You are welcomed to use pyLDAvis if you'd like for your visualization. However, **you MUST comment out the code that imports the package and the cell that generates the visualization before you submit your notebook to CodeGrade.**

Although you should leave the print out of the visualization for graders to see (i.e. comment out the cell after you run it to create the viz).

### 1. Estimate a LDA topic model of the review text

* Use the `tokenize` function you created earlier to create tokens.
* Create an `id2word` object.
> Hint: Use `corpora.Dictionary`
* Create a `corpus` object.
> Hint: Use `id2word.doc2bow`
* Instantiate an `lda` model.

>> Remember to read the LDA docs for more information on the various class attributes and methods available to you in the LDA model: https://radimrehurek.com/gensim/models/ldamodel.html

In [None]:
# Do not change this value
num_topics = 5

In [None]:
# YOUR CODE HERE
raise NotImplementedError()

#### Testing

In [None]:
# Visible Testing

assert lda.get_topics().shape[0] == 5, 'Did your model complete its training? Did you set num_topics to 5?'

#### 2. Create 2 visualizations of the results:
1. Create a visualization using pyLDAvis. Run the cell, then comment out your code before submission, leaving the visualization in the cell.

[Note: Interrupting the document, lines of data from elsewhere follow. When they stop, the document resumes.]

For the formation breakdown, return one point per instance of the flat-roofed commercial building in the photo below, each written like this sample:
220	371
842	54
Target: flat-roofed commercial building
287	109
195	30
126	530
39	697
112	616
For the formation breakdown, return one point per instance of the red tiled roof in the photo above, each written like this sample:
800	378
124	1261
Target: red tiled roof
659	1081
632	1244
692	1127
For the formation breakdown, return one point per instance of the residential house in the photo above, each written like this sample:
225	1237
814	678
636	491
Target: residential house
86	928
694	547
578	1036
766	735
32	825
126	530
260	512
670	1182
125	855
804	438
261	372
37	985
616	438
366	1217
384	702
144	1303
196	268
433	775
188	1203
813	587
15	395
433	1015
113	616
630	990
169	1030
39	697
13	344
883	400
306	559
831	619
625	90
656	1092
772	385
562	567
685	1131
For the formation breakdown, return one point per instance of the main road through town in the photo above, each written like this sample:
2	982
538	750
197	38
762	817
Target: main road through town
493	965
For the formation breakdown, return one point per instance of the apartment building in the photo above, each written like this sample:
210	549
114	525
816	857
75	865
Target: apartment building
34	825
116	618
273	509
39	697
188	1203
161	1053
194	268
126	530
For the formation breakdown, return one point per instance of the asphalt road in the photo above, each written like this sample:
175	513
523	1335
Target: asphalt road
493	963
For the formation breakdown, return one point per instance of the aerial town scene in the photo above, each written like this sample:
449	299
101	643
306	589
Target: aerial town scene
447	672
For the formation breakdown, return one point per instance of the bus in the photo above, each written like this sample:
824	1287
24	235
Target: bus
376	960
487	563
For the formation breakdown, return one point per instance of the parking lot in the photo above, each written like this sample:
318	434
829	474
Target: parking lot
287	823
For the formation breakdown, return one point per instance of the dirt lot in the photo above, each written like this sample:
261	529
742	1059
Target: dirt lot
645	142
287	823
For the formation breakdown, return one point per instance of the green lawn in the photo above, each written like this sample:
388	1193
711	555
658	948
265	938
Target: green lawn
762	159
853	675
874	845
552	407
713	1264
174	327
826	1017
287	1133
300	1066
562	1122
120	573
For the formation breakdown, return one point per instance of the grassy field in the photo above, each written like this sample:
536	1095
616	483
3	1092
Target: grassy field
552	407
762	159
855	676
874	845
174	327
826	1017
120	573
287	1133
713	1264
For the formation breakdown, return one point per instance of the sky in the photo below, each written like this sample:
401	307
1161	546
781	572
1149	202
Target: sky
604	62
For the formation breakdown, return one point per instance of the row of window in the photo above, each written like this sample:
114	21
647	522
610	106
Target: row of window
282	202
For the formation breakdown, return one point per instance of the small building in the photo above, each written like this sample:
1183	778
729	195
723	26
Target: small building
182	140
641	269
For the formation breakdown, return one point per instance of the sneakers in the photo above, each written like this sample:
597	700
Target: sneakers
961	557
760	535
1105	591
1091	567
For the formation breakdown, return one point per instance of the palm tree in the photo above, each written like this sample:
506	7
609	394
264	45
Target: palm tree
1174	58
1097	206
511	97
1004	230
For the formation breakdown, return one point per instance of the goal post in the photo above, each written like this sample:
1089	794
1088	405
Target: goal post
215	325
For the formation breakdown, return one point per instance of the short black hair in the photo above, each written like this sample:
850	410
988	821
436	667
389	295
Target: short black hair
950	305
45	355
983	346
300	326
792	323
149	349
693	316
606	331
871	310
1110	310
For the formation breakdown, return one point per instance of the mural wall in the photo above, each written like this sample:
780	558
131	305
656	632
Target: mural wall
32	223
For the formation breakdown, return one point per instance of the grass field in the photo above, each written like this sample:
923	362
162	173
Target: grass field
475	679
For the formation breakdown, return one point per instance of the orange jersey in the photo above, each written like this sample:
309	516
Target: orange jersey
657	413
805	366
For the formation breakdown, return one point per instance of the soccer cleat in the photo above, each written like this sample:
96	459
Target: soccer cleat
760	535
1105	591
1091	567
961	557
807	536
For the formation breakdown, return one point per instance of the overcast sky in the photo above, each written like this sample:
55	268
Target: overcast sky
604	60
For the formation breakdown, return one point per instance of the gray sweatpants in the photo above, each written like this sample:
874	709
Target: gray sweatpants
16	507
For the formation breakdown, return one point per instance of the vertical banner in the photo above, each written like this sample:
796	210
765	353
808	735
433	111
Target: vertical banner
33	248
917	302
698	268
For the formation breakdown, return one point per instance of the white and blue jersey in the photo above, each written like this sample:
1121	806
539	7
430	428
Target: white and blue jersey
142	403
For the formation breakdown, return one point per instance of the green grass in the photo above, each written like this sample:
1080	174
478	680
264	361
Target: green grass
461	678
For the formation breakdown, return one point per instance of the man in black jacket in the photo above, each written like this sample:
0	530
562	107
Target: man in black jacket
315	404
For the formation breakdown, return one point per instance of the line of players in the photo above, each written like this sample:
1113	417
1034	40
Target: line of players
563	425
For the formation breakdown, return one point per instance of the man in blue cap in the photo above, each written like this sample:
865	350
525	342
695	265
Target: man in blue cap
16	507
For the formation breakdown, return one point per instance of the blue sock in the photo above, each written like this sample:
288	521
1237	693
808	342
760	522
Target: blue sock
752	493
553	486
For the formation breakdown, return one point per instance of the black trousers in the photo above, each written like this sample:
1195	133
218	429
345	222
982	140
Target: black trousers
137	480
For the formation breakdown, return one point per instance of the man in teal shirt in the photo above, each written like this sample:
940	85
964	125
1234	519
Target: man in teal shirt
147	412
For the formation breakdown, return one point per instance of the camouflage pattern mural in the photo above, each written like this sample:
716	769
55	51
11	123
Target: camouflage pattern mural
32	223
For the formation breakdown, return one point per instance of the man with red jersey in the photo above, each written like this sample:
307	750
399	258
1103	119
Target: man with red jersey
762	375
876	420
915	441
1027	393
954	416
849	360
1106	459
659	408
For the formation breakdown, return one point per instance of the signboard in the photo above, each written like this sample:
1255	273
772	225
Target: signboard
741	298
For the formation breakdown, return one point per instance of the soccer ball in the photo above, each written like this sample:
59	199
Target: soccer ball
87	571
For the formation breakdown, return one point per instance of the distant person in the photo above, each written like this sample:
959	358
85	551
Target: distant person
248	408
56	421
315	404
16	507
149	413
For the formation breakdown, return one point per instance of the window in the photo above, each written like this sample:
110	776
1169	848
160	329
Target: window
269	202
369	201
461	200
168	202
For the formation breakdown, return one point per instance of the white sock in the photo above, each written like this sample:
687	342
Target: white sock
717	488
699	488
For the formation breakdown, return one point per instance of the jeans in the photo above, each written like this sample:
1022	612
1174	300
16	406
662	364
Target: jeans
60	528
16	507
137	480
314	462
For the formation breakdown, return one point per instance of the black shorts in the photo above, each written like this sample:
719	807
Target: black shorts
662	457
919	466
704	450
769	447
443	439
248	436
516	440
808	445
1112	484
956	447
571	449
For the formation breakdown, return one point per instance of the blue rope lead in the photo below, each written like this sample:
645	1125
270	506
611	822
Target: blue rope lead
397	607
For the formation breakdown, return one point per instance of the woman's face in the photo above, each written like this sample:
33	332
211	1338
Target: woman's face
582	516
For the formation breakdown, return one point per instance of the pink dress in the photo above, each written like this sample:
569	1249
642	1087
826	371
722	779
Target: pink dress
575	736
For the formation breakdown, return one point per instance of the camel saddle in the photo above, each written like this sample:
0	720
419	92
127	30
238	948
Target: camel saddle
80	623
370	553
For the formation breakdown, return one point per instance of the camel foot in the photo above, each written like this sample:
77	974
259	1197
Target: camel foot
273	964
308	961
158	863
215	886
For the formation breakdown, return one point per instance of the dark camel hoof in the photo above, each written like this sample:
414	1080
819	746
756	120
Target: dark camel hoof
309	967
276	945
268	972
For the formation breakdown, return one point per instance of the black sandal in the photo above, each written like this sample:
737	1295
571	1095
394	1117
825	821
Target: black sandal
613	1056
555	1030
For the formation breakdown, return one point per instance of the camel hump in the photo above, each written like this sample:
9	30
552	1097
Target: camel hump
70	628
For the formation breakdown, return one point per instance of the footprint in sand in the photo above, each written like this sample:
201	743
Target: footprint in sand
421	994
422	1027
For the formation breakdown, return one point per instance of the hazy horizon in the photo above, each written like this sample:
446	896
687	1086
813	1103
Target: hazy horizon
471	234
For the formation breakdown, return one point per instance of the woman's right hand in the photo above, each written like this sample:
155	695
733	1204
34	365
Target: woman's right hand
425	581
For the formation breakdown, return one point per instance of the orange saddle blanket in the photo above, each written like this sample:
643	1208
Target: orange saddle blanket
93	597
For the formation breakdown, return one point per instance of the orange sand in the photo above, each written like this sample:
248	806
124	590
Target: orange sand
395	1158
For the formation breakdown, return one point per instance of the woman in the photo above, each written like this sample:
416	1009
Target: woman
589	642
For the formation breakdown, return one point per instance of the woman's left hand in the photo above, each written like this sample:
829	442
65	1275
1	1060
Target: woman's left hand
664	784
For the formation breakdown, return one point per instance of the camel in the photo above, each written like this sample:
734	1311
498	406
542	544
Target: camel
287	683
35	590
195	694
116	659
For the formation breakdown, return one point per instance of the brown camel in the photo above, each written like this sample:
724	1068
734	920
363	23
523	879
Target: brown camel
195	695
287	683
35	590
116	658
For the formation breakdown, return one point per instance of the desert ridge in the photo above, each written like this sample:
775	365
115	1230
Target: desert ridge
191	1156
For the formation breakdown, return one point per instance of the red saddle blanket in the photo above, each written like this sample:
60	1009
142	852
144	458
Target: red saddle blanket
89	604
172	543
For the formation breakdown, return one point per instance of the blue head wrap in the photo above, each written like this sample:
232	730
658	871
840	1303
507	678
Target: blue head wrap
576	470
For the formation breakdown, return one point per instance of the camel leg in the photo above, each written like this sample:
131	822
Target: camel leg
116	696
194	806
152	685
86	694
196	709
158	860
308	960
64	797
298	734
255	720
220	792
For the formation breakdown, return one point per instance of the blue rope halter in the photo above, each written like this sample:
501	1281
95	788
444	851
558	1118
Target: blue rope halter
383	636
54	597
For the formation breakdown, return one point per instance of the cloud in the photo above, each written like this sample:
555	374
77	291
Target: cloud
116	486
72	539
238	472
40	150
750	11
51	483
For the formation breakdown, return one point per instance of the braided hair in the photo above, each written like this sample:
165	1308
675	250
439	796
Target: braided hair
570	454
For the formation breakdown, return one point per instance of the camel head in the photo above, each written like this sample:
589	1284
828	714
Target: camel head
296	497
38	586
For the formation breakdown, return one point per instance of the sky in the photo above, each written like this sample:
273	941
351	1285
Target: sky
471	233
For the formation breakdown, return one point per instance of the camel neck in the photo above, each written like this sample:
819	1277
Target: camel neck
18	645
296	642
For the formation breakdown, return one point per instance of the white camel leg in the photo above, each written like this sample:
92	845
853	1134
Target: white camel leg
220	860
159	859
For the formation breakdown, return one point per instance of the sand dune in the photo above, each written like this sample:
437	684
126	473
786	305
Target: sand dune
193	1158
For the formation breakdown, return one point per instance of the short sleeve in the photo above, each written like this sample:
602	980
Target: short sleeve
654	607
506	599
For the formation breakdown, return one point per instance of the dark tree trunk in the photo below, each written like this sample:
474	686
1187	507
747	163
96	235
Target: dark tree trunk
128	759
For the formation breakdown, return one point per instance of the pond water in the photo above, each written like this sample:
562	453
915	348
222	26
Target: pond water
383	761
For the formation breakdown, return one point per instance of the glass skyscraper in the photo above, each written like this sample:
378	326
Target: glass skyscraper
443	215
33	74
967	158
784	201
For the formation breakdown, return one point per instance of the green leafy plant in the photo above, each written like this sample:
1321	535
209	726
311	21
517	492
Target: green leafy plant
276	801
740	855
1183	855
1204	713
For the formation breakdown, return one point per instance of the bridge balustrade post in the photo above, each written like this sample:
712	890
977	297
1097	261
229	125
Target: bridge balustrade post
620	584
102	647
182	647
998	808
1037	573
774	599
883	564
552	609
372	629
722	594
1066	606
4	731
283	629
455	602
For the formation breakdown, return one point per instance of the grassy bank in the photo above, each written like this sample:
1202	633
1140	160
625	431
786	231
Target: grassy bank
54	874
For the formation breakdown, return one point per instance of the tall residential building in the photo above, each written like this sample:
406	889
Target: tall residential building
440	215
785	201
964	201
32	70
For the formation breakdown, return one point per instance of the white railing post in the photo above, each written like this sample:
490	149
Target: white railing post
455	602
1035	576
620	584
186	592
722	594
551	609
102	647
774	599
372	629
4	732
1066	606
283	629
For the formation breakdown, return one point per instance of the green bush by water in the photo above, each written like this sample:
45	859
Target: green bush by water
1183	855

2. Create a visualization using the matplotlib library and utilizing the subplots function. Assign this visualization to a variable called `visual_plot`.


In [None]:
# Cell for pyLDAvis visualization
# YOUR CODE HERE
raise NotImplementedError()

In [None]:
# Cell for matplotlib visualzation
# YOUR CODE HERE
raise NotImplementedError()

In [None]:
# Visible testing
assert visual_plot is not None, "Variable 'visual_plot' is not created."